Recently, David Johnson, Web Editor at the Boston Review, interviewed Martha Nussbaum and discussed her new publication, The New Religious Intolerance: Overcoming the Politics of Fear in an Anxious Age. In this interview, Nussbaum discusses her views on fear as a narcissistic emotion, the importance of understanding world religions, the burqa, and feminism in a series of exchanges:
DJ: You argue that we should carefully distinguish between permitting something as a constitutional right and permitting people to criticize things that are constitutionally protected. To what extent should it be morally permissible to criticize wearing a burqa, as a practice that reflects a sexist, male-dominated culture? Should we refrain from such comments as violating the robust religious tolerance you espouse?

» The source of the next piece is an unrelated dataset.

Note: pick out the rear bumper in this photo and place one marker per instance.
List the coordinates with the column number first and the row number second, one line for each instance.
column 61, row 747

MN: I think that when we criticize intimate aspects of strangers’ lives, whether their marriages or their children or their religion, we should always ask whether we are being nosy. But here there’s a yet deeper issue: critics of the burqa typically look at the practices of others and find sexism and “objectification” of women there, while failing to look at the practices of the dominant culture, which are certainly suffused with sexism and objectification. I was one of the feminist philosophers who wrote about objectification as a fundamental problem, and what we were talking about was the portrayal of women as commodities for male use and control in violent pornography, in a great deal of our media culture, and in other cultural practices, such as plastic surgery. I would say that this type of objectification is not on the retreat but may even be growing. Go to a high school dance—even at a high-brow school such as the John Dewey Laboratory School on our campus [at the University of Chicago]—and you will see highly individual and intelligent teenage girls marketing themselves for male consumption in indistinguishable microskirts, prior to engaging in a form of group dancing that mimes sex, and effaces their individuality. (Boys wear regular and not particularly sexy clothing.) My sources for this observation are young men whom it distresses, since they have learned to see women as individuals. But culture is very powerful. So it seems to me quite ridiculous to gripe about the burqa, which some might actually see as a good antidote to the high school dance, and not to gripe about the high school dance. Of course it’s hard to change the dominant culture, and very easy to make the burqa illegal, since in France only about 150 women actually wear it.